Creativity is at the root of everything we do.
Our Western culture tends to compartmentalize art and creativity and, in doing so, minimizes their value. But life itself is created and nurtured through childhood. Creativity and art, imagination and exploration, are encouraged during these years.
But then we’re taught that we must get serious, be serious about life. And most of us leave our art and creativity behind. As Wordsworth writes, the “Shades of the prison-house begin to close upon the growing boy” and we follow what our culture tells us is right, what we must do, how we must “grow up.”
Writing, painting, photography, sculpting, weaving, and all of the many other forms of artistic expression are ways we learn who we are, are ways we process these lives we lead. They are expressions of our essence, our very souls. Joan Dideon said “I write entirely to find out what I’m thinking, what I’m looking at, what I see and what it means.”
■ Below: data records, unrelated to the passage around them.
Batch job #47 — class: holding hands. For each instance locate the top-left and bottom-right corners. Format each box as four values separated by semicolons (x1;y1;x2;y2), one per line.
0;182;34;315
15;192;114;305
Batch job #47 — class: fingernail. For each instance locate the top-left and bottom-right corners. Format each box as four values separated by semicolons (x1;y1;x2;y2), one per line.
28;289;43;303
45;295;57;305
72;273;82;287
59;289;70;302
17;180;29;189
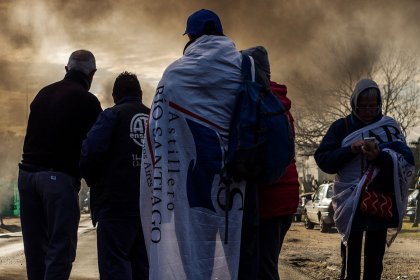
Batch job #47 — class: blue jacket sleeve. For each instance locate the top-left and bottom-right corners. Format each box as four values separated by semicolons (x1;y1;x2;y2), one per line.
314;119;356;174
80;109;118;184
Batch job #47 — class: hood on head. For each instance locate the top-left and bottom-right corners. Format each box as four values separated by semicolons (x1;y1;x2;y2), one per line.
350;79;382;113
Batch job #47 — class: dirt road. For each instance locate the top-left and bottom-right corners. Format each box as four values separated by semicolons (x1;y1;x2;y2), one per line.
0;215;99;280
0;215;420;280
279;223;420;280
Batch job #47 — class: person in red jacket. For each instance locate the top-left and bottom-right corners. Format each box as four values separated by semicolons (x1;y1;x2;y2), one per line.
242;46;299;280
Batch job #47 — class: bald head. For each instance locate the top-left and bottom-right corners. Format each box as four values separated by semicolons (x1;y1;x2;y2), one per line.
66;50;96;75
Art is about expressing the inexpressible. Art is about metaphor through which we sense and feel that which we cannot express with words. Art is beyond language, beyond borders, genders, religions, beyond anything that separates us. Art is that which resonates so deeply we begin to understand that on that level, we are all truly one.
And so we find ways we can come together with others of like mind, to get away in an idyllic setting, away from the routine, the requirements, the numbing repetition of existence, to find and reclaim our art and, therefore, ultimately our lives. And once reclaimed, we can return home, knowing that the magic was never in that location but rather, is within each of us. It is us and is wherever we are, whatever we do, and is part of that essence that this world has never seen before and will never see again. And ultimately we realize that by retreating we are never “getting away from” but rather, if we are lucky, we live a life in which we are always following our own sacred path toward who we are meant to be.